Ensuite, sa consolidation juridique se traduit par une prolifération des reconnaissances de noblesse comme preuves indispensables demandées pour exercer certaines activités. N’oublions pas que la hidalguía est, comme l’écrit Borja Aguinagalde , « d’abord le titre qui permet de s'installer dans une cité quand on n'est pas de cette cité. À l’intérieur de Gipuzkoa, de cité à cité, mais aussi pour sortir du Territoire ou y venir depuis d’autres territoires ou Royaumes (…). Depuis le 16e siècle, outre les autres motifs sociaux appartenant à la défense de l’honneur et à la noblesse originaire du territoire, le titre de hidalguía constitue le système adopté pour contrôler, d’une part, le flux migratoire en Gipuzkoa et, d’autre part, l’accès aux charges de « conseillers-magistrats » qui ne peuvent être accordées sans la preuve de noblesse au moyen du titre à ce effet. »

De plus, étant donné que la noblesse se traduit par l’exonération de certains impôts, par l’exemption de conscription militaire (sauf pour la marine où le service se fait dans les ports guipuzcoans) et par le bénéfice de privilèges divers, tout Guipuzcoan en Castille à intérêt à être à jour en ce qui concerne sa hidalguía.

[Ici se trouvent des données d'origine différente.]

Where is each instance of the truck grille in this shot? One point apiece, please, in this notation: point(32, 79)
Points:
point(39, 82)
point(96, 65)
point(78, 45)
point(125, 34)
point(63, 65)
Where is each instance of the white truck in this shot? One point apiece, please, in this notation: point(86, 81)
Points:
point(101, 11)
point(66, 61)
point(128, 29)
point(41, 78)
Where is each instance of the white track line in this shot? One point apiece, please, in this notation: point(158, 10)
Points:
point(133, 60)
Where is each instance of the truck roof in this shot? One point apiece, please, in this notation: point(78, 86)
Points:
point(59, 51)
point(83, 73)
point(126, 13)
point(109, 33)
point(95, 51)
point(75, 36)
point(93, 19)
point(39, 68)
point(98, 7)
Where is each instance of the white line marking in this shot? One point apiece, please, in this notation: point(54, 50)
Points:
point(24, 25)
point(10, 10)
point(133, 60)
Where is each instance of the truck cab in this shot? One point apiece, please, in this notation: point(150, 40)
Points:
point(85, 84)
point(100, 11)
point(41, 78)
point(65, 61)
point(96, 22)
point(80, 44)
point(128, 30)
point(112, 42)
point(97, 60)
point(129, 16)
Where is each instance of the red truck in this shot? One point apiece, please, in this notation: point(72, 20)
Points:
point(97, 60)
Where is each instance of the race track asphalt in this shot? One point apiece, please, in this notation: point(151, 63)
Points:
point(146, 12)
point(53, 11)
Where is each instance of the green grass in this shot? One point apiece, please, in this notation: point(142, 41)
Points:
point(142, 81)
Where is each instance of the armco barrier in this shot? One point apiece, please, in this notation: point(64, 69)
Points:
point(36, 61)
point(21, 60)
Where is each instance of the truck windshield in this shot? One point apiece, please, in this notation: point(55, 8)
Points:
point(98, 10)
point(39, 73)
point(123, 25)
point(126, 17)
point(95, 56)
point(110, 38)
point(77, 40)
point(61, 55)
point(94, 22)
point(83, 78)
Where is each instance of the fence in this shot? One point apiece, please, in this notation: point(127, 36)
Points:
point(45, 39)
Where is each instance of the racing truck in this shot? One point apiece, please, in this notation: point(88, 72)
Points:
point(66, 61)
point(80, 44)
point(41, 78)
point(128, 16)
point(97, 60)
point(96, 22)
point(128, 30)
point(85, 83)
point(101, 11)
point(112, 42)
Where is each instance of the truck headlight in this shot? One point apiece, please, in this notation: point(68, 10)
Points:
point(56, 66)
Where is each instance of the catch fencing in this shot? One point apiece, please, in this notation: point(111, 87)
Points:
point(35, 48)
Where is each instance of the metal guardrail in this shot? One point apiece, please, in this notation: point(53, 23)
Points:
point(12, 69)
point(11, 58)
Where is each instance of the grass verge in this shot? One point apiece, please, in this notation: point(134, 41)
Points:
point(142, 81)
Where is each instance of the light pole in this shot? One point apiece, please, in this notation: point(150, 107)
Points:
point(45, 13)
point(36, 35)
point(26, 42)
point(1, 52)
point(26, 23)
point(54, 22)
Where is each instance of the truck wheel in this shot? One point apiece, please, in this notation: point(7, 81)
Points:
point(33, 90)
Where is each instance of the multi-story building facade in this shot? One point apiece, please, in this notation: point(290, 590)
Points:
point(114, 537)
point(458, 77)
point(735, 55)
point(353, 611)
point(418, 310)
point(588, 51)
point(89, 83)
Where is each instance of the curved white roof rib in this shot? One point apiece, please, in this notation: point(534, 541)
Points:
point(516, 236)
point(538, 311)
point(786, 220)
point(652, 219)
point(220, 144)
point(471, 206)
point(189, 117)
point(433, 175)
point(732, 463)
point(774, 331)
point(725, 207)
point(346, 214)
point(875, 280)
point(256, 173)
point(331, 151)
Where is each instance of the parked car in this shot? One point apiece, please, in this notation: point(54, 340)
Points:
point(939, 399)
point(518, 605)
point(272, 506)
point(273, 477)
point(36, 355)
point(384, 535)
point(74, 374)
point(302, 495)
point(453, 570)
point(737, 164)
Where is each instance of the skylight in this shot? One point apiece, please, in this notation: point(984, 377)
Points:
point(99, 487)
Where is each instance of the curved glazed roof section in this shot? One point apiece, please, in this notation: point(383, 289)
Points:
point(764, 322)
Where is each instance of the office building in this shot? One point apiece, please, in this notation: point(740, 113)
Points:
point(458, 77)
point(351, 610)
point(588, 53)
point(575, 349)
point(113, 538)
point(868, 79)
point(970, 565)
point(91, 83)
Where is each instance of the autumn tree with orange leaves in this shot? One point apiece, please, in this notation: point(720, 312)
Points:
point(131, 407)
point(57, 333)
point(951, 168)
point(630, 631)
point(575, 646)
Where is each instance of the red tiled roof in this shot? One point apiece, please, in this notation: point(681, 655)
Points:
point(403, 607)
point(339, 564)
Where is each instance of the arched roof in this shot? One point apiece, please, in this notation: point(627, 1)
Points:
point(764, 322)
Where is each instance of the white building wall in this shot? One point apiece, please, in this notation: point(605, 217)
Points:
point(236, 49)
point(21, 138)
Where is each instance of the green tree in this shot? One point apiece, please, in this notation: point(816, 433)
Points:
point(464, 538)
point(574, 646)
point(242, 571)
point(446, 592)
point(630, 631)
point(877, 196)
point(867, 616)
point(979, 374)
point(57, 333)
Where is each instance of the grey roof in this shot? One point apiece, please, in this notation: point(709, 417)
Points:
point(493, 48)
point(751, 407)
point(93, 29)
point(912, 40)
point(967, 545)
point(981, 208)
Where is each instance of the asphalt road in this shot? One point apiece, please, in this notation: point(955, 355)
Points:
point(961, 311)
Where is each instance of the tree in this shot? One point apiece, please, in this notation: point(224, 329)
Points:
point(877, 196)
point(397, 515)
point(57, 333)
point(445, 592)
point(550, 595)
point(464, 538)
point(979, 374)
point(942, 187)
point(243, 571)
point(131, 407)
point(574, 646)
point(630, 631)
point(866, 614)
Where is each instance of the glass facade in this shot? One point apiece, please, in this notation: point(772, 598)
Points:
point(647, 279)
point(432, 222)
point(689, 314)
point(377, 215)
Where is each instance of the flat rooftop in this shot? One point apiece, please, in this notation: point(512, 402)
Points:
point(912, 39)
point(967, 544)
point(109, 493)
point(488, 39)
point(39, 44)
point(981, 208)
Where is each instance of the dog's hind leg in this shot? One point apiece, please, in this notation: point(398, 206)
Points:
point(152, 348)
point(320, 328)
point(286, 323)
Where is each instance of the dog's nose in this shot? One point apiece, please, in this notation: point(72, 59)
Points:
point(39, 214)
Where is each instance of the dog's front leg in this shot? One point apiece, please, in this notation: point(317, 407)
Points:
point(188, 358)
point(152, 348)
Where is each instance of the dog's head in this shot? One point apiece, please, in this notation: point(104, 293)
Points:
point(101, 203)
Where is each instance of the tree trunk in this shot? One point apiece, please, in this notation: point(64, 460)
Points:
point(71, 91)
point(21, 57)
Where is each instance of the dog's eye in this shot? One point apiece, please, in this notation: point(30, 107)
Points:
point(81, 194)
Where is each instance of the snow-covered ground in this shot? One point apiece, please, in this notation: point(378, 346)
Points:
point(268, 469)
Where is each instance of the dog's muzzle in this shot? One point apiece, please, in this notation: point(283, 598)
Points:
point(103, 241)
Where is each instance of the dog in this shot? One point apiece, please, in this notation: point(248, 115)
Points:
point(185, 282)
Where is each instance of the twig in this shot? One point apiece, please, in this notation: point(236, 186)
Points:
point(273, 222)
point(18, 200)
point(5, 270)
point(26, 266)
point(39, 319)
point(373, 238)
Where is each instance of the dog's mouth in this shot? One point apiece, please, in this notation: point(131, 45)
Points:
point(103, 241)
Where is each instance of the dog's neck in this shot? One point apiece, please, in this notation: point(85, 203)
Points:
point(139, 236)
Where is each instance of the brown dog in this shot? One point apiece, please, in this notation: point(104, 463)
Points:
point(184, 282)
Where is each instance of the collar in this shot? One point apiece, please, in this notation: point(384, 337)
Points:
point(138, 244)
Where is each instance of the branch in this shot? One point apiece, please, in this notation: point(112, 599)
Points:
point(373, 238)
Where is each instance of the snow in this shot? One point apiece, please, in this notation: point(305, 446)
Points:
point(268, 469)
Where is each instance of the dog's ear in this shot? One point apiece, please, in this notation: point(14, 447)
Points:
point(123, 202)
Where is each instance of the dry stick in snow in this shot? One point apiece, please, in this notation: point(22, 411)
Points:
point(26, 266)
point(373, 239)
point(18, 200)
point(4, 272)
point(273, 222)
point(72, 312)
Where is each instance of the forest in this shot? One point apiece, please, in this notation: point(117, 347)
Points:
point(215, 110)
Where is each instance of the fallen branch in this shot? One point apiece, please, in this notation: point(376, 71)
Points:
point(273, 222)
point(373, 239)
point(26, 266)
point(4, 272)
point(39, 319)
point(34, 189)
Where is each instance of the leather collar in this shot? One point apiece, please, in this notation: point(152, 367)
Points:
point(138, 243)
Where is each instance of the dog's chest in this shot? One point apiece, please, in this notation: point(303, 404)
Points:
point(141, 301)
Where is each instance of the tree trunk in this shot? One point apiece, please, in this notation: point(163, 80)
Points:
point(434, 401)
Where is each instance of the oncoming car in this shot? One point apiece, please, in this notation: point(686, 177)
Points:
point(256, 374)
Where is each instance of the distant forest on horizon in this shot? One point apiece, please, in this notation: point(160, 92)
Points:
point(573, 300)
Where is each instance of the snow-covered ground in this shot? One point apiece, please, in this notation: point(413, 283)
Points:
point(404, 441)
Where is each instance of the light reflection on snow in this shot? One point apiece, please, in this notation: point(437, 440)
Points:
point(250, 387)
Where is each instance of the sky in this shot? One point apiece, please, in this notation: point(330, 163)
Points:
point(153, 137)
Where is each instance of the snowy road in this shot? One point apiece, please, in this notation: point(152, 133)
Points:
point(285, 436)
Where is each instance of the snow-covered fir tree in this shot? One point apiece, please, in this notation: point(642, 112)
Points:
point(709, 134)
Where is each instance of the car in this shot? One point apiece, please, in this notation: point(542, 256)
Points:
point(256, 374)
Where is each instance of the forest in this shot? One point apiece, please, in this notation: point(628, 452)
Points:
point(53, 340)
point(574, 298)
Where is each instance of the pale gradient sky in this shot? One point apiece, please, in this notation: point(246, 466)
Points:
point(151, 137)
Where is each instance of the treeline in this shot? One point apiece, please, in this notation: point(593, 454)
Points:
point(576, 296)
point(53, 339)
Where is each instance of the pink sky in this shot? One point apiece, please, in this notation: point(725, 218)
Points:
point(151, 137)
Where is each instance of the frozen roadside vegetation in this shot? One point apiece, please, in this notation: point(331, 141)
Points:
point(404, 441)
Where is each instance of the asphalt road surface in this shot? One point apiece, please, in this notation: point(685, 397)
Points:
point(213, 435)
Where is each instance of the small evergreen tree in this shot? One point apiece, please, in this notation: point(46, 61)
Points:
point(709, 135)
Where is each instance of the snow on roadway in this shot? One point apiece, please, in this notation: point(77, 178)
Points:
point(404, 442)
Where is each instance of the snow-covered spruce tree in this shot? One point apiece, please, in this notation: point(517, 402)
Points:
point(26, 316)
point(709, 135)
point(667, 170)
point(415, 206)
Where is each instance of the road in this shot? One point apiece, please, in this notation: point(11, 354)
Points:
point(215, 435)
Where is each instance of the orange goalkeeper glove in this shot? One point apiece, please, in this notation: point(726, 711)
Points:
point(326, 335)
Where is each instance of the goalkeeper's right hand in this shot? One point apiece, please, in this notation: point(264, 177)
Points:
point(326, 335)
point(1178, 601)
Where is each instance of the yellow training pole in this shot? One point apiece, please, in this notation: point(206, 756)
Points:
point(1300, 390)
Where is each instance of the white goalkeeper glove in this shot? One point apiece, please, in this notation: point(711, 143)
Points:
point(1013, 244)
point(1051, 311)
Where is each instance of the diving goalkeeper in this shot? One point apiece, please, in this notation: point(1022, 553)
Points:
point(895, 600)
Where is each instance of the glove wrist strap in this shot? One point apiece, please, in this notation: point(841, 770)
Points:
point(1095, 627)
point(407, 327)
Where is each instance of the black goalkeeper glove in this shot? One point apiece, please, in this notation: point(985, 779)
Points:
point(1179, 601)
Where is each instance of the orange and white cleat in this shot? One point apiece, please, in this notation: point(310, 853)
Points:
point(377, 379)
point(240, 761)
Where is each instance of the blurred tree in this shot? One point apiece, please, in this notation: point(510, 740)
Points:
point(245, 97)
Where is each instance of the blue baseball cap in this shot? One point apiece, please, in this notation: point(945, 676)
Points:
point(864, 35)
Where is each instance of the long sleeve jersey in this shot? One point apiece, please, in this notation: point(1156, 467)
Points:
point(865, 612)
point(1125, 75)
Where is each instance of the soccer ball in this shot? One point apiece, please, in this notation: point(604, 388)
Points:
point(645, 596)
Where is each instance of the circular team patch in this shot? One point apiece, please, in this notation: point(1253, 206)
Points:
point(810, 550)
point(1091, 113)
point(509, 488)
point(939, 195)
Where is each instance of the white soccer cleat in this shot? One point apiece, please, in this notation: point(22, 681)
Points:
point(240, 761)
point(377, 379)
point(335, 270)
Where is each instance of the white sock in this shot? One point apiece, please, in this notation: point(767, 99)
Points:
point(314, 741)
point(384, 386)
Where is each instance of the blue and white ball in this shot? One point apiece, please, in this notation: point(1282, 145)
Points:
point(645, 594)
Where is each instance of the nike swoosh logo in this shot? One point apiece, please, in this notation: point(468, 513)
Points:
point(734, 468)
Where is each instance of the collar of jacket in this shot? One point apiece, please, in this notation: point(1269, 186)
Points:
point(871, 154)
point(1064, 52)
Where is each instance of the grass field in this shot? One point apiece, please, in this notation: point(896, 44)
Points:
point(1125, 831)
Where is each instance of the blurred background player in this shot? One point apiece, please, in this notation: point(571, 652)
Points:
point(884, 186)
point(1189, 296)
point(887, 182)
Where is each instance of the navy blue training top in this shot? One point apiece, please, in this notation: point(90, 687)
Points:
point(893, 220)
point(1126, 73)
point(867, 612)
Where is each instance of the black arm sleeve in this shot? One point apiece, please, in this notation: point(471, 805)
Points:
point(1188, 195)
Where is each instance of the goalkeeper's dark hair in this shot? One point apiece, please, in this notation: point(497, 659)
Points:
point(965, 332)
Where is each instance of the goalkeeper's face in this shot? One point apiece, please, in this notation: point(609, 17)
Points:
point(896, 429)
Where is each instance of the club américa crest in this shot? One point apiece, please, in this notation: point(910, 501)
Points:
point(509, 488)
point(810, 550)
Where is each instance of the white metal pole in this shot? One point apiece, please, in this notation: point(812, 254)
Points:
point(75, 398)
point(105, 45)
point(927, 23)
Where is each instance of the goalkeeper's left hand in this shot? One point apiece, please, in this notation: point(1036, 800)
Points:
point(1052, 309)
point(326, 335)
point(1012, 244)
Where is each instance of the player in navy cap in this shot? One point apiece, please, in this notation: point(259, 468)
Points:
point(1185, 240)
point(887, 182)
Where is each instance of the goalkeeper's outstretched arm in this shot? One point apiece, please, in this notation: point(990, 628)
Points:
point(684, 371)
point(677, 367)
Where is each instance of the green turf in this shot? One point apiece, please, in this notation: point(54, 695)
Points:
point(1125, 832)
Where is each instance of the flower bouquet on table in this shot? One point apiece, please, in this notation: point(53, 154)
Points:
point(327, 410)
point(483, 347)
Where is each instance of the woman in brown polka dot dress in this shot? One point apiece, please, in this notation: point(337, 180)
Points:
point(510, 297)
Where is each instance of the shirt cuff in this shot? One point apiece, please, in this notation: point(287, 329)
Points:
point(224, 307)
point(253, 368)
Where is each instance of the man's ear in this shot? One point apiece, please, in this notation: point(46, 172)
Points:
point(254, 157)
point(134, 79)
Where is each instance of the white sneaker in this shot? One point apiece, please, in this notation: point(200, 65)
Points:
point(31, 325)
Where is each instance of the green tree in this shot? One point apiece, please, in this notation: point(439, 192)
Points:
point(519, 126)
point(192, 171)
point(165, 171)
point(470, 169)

Entre 1608 et 1610, la Province de Gipuzkoa obtient l’application explicite de la hidalguía de la part de la Couronne sur l’ensemble du territoire, en vertu de la reconnaissance de la « domination immémoriale » du territoire par les hidalgos. Cette reconnaissance est incluse dans le recueil foral de 1697, dans le chapitre II du Titre I, qui affirme qu’il n’y a pas eu, depuis le déluge universel, d’autre Guipuzcoan que l’habitant naturel et originaire de ces terres, maître de celle-ci sans aucun mélange. Les Guipuzcoans sont, par conséquent, primitivement nobles et leur situation n’a jamais été ni interrompue ni mêlée. Leur noblesse n’a été concédée par personne, mais acquise de nature.

En se définissant comme nobles, les Guipuzcoans jettent les bases qui justifient l’organisation qu’ils sont en train de mettre en place. Il s’agit donc d’un processus parallèle à la construction de leurs institutions politiques. Ces institutions s’établissent entres des sujets égaux entre eux, se reconnaissant mutuellement une telle faculté et une telle légitimité : elles nient toute supériorité politique aux descendants des « Grands Parents » (les Parientes Mayores d’autrefois) tout en permettant d’exclure de cette construction tout élément extérieur qui serait incapable de prouver sa noblesse au sens précédent de la hidalguía.

Ce titre de noblesse devient vite un mécanisme très utile qui permet d’éviter les concurrents externes et de maintenir le contrôle interne des organisations locales. Dans les villas, il sert à différencier les « habitants naturels » (qu’on appelle les vecinos) des « résidents » (les moradores). Les premiers répondent à des « critères » de qualité sociale, économique et même culturelle. Ils ont la capacité de gouverner et de recevoir des droits et des devoirs. Les seconds, eux, sont exclus de l’organisation sociopolitique locale et, évidemment, régionale.